Skip to content

Memory consumption improvements

The linux perf framework is a great tool to analyze performance and memory consumption of applications. I've reduced the overall memory consumption in the last few days. Let me show you a small change that alone reduced the memory by 3MB when loading minecraft files.

heaptrack1

Notice the overall memory consumption of 152,1MB. The fixed size hash map implementation was just initialized with the wrong size and the pool allocator just allocated 3MB more than needed. After fixing this, the overall memory consumption is down to 149,3MB.

heaptrack2

This is also integrated into the cmake and makefile build system. You can run make tests-voxelformat-heaptrack to generate a heaptrack file that can be analyzed with the heaptrack gui application.

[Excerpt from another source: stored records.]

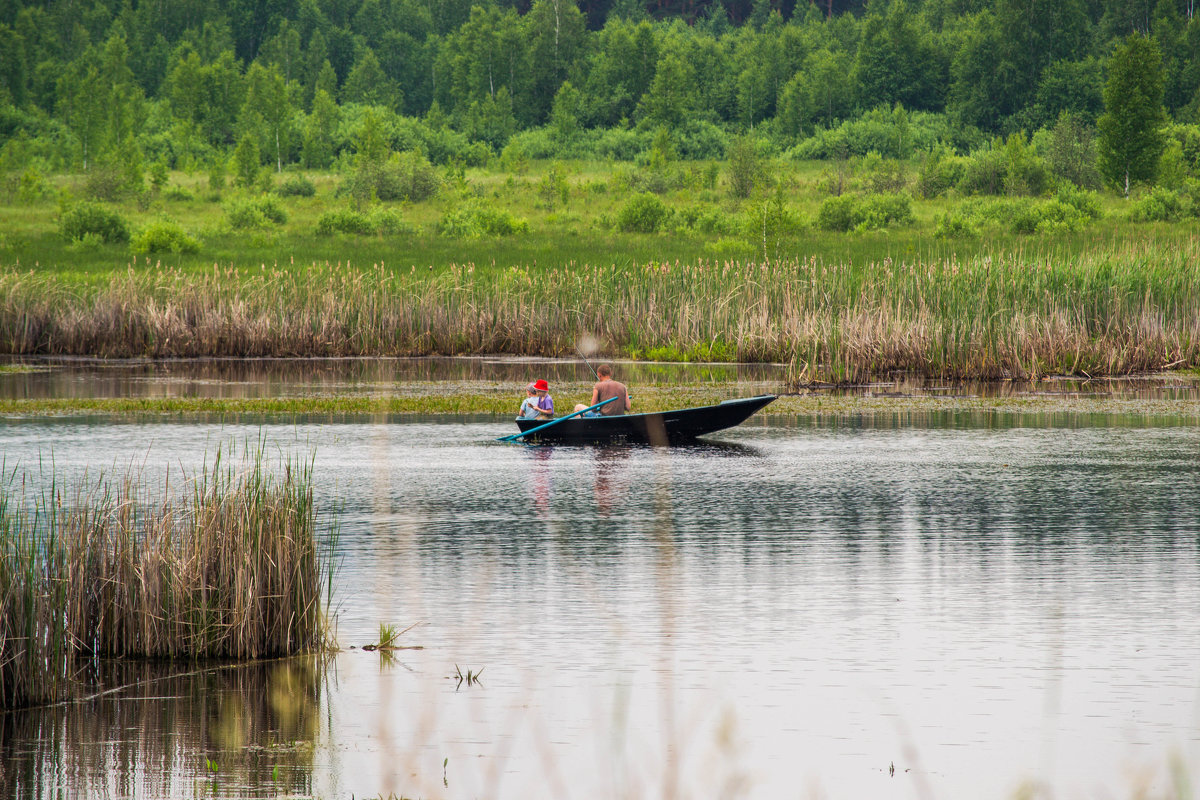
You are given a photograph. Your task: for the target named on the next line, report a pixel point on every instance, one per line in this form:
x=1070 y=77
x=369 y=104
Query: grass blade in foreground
x=229 y=571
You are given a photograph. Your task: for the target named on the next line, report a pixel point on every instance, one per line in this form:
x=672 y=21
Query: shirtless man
x=605 y=389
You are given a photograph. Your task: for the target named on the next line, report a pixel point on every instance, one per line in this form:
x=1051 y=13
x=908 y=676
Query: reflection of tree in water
x=611 y=480
x=250 y=729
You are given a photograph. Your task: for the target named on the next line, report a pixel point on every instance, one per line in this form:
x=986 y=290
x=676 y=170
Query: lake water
x=868 y=607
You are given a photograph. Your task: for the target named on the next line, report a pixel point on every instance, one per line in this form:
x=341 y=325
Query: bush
x=645 y=214
x=939 y=173
x=94 y=218
x=706 y=220
x=1050 y=216
x=953 y=226
x=107 y=182
x=251 y=214
x=405 y=176
x=473 y=220
x=343 y=221
x=1161 y=205
x=984 y=173
x=178 y=193
x=163 y=236
x=877 y=211
x=869 y=212
x=1086 y=203
x=297 y=186
x=837 y=212
x=390 y=222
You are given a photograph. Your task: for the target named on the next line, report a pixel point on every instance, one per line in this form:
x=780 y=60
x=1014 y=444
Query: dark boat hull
x=661 y=427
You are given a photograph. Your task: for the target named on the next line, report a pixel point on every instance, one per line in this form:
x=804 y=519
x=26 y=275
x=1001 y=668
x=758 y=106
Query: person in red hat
x=545 y=402
x=538 y=403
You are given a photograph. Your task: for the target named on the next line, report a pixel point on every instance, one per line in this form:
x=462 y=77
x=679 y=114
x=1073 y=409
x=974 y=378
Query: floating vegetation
x=389 y=638
x=228 y=570
x=471 y=677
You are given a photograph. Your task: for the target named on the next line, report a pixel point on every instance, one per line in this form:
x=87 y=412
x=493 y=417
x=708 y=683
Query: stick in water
x=562 y=419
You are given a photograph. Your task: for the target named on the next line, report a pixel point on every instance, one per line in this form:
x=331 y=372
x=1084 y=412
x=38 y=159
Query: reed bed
x=1129 y=307
x=231 y=569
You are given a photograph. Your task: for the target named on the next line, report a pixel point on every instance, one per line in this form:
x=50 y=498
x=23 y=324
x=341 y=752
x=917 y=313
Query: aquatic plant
x=1005 y=314
x=229 y=570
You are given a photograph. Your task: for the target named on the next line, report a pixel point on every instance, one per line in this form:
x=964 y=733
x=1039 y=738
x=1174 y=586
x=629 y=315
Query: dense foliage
x=117 y=86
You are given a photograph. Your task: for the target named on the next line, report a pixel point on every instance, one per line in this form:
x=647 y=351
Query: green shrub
x=405 y=176
x=837 y=212
x=390 y=222
x=984 y=173
x=1086 y=203
x=474 y=220
x=343 y=221
x=251 y=214
x=178 y=193
x=297 y=186
x=163 y=236
x=94 y=218
x=869 y=212
x=953 y=226
x=1049 y=216
x=876 y=211
x=937 y=173
x=706 y=220
x=106 y=182
x=1161 y=205
x=645 y=214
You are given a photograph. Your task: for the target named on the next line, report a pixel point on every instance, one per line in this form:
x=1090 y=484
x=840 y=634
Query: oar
x=552 y=422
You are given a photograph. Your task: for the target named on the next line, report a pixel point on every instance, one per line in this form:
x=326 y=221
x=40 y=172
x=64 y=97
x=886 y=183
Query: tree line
x=184 y=83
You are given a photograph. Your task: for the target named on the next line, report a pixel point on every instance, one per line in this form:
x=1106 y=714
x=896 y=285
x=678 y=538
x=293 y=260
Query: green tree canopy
x=1131 y=130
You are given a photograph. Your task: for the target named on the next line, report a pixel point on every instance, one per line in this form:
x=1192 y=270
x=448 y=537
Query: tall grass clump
x=231 y=569
x=90 y=218
x=999 y=314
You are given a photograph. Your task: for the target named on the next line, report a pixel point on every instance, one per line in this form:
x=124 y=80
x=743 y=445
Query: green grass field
x=755 y=280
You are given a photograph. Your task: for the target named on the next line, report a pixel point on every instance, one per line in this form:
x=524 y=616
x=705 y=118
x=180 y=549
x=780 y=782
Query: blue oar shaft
x=553 y=422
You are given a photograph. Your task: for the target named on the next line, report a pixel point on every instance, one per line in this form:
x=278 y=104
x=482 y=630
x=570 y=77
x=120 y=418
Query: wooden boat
x=659 y=427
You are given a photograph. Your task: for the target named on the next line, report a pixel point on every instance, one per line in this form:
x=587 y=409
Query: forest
x=184 y=83
x=955 y=188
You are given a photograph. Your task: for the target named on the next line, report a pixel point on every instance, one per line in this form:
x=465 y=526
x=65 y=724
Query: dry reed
x=1128 y=308
x=231 y=570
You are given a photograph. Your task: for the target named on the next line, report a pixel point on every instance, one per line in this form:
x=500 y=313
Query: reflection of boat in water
x=658 y=427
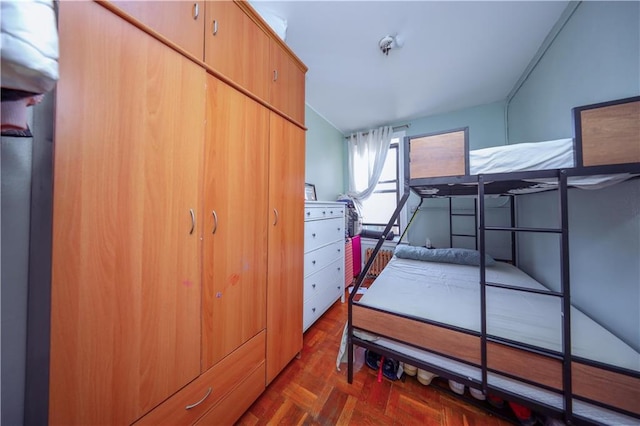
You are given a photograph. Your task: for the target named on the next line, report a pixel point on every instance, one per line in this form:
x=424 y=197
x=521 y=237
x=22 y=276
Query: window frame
x=401 y=221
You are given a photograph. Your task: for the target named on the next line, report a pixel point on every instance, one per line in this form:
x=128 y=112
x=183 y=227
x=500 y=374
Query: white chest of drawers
x=324 y=237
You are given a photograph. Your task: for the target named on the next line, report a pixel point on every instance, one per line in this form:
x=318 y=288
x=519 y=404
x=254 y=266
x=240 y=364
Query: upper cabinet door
x=129 y=129
x=235 y=233
x=287 y=91
x=237 y=47
x=181 y=21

A few of the collection classes also got chunk allocators as well as free lists to reduce the memory fragmentation and overhead while allocating and freeing memory.

Memory leaks

Two memory leaks were also fixed in the error handling code of the genland and the importAsPlane lua bindings. While investigating them I've also found that there were not unit tests for importAsPlane. This is now fixed, too and the scripting docs also got updated.

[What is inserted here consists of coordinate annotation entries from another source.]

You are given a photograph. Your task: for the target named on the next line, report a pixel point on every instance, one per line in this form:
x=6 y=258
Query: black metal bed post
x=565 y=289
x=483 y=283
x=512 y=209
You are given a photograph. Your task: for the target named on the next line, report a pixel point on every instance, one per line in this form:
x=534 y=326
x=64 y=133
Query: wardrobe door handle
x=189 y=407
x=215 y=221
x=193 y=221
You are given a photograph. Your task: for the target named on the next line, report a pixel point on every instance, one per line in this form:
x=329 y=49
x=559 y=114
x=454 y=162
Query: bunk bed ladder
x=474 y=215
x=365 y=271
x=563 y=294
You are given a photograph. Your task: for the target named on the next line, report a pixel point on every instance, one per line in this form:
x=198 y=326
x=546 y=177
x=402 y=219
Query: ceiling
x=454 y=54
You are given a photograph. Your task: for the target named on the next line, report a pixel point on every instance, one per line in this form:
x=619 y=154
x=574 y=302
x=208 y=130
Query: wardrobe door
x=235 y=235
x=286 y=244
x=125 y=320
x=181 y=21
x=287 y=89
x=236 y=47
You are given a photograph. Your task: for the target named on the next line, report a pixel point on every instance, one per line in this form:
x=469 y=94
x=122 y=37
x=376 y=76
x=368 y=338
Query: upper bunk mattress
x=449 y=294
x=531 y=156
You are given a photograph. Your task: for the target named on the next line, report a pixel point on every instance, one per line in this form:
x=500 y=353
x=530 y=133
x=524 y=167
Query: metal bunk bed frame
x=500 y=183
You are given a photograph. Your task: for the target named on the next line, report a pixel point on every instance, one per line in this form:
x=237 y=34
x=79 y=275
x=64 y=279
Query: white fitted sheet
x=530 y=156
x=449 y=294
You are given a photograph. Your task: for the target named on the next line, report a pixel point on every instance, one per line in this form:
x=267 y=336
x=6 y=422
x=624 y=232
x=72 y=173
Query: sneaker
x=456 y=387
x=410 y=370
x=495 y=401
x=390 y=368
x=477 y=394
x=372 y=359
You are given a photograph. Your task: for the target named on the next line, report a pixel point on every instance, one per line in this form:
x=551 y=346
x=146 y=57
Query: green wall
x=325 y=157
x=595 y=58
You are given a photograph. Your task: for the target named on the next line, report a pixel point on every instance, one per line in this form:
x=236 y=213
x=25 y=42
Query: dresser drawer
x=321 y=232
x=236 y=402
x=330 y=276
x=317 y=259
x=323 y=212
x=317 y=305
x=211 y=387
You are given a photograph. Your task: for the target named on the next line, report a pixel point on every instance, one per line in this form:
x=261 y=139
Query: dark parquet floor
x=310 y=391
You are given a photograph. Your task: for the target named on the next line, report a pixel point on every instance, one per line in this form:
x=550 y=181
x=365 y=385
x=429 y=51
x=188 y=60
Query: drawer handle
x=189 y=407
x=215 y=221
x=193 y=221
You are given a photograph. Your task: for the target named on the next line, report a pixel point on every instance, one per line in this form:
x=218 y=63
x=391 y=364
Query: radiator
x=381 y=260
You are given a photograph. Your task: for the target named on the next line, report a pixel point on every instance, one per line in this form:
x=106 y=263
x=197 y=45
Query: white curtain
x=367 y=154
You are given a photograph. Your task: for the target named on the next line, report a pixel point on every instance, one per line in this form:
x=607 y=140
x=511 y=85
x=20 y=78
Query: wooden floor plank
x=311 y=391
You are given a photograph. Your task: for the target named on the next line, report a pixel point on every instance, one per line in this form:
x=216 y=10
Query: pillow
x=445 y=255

Google benchmark - hotspot

There are always two tools that I use to analyze performance, the google benchmark library and hotspot - a tool that also uses the linux perf framework, but provides a nice gui on top of it. The google benchmark library is great to measure small code snippets and compare different implementations. hotspot is more useful to analyze the overall application performance and find bottlenecks.

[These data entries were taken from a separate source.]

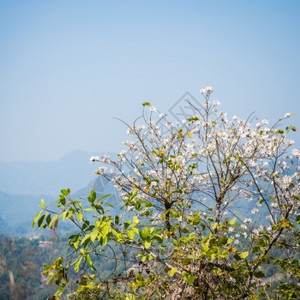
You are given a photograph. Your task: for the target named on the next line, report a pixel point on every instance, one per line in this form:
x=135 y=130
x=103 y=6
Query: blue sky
x=67 y=68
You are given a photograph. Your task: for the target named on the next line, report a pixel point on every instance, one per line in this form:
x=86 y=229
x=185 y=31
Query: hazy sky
x=67 y=68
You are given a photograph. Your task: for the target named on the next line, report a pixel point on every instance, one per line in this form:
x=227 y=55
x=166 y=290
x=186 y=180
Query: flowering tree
x=210 y=211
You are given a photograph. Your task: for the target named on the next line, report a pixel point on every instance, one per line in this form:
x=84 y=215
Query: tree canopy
x=209 y=210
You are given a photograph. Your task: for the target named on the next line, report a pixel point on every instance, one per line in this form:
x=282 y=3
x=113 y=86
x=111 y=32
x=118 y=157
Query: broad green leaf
x=42 y=203
x=77 y=264
x=36 y=218
x=172 y=272
x=147 y=244
x=89 y=262
x=79 y=217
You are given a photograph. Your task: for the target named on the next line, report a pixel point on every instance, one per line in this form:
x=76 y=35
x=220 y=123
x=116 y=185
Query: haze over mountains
x=23 y=184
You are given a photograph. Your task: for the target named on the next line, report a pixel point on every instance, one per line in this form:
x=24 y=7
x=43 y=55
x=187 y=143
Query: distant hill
x=17 y=211
x=47 y=178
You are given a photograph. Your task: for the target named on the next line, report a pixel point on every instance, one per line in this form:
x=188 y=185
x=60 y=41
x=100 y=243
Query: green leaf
x=172 y=272
x=92 y=196
x=259 y=274
x=77 y=264
x=36 y=218
x=89 y=262
x=188 y=277
x=94 y=235
x=79 y=217
x=147 y=244
x=42 y=203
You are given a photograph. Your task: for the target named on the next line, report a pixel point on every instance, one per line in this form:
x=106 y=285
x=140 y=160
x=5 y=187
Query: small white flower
x=216 y=103
x=206 y=91
x=247 y=220
x=254 y=211
x=100 y=171
x=287 y=115
x=94 y=158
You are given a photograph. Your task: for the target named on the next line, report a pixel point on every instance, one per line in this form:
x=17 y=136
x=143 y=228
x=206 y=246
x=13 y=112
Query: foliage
x=209 y=207
x=21 y=262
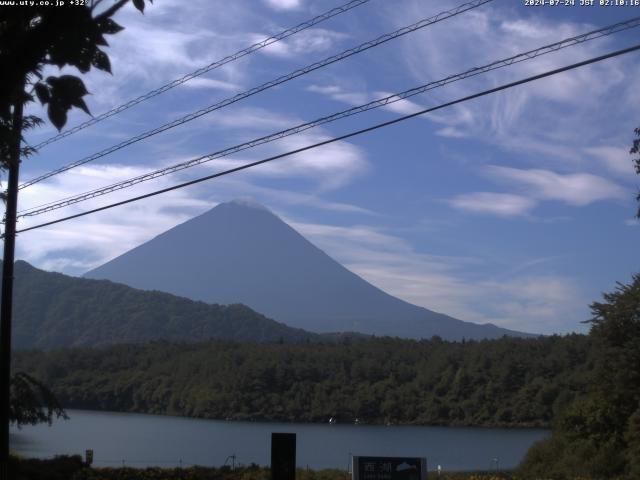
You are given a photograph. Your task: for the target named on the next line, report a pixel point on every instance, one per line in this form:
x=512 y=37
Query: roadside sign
x=389 y=468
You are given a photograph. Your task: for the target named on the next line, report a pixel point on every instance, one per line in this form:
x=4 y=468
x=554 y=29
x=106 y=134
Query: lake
x=144 y=440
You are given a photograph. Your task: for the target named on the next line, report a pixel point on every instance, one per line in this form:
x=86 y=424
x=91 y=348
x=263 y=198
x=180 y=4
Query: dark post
x=283 y=456
x=7 y=284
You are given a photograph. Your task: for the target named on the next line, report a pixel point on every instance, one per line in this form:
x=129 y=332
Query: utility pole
x=6 y=304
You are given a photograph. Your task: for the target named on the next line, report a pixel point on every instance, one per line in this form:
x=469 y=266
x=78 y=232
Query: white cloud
x=617 y=160
x=284 y=4
x=501 y=204
x=212 y=83
x=80 y=244
x=338 y=94
x=308 y=41
x=577 y=189
x=538 y=121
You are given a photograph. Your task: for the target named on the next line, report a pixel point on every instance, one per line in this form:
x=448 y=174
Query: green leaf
x=109 y=27
x=101 y=61
x=79 y=102
x=57 y=114
x=43 y=93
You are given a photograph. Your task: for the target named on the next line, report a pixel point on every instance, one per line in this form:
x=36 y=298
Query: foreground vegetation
x=589 y=386
x=507 y=382
x=72 y=468
x=598 y=435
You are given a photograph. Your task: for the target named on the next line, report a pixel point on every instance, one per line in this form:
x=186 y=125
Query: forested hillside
x=510 y=382
x=53 y=310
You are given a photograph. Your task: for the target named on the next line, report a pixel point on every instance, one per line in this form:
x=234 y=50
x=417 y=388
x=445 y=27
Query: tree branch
x=110 y=11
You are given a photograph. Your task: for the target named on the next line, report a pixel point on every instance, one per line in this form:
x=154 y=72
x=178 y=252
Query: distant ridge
x=52 y=310
x=240 y=252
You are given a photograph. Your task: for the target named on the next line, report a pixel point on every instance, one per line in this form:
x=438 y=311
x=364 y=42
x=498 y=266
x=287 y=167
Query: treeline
x=598 y=435
x=506 y=382
x=52 y=310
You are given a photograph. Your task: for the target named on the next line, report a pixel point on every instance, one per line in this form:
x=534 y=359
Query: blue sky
x=515 y=209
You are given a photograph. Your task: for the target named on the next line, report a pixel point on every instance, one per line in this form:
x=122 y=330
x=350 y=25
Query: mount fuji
x=240 y=252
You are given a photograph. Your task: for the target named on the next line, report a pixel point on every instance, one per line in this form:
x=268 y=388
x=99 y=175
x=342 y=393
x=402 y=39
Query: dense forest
x=598 y=435
x=508 y=382
x=52 y=310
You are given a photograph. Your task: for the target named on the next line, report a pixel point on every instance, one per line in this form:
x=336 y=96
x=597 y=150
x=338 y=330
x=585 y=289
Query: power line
x=196 y=73
x=342 y=137
x=270 y=84
x=611 y=29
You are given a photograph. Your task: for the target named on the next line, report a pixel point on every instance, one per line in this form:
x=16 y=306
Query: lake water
x=145 y=440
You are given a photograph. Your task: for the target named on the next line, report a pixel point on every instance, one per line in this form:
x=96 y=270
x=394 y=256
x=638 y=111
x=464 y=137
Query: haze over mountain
x=53 y=310
x=240 y=252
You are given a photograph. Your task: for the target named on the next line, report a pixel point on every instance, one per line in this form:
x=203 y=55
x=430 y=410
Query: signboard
x=389 y=468
x=283 y=456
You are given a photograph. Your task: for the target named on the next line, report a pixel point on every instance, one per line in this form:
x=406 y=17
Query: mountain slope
x=241 y=253
x=53 y=310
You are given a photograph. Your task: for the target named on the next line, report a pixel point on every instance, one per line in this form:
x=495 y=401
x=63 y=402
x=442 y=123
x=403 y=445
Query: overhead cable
x=196 y=73
x=342 y=137
x=390 y=99
x=270 y=84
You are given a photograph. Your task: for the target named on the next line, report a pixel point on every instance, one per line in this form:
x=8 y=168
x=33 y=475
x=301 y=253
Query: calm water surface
x=144 y=440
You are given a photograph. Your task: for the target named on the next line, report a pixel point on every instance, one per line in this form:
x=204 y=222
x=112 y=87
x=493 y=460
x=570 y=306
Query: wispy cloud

One of those bottlenecks was the PaletteLookup class that is used to find the closest matching color in a palette. This is used in multiple places, for example when voxelizing meshes or converting images to voxel data. The original implementation used a hash map to speed up repeating lookups. But this map couldn't get used in multiple threads. The current implementation uses a fixed size array - and is using quantization to perform O(1) lookups. This is a huge speedup, especially when voxelizing meshes with many different colors and using multiple threads.

hotspot1 hotspot2

Before this change was made, the PaletteLookup dominated the cpu usage in my measurements. After the change, the PaletteLookup is not even visible anymore in the hotspot flame graph without zooming in (second screenshot).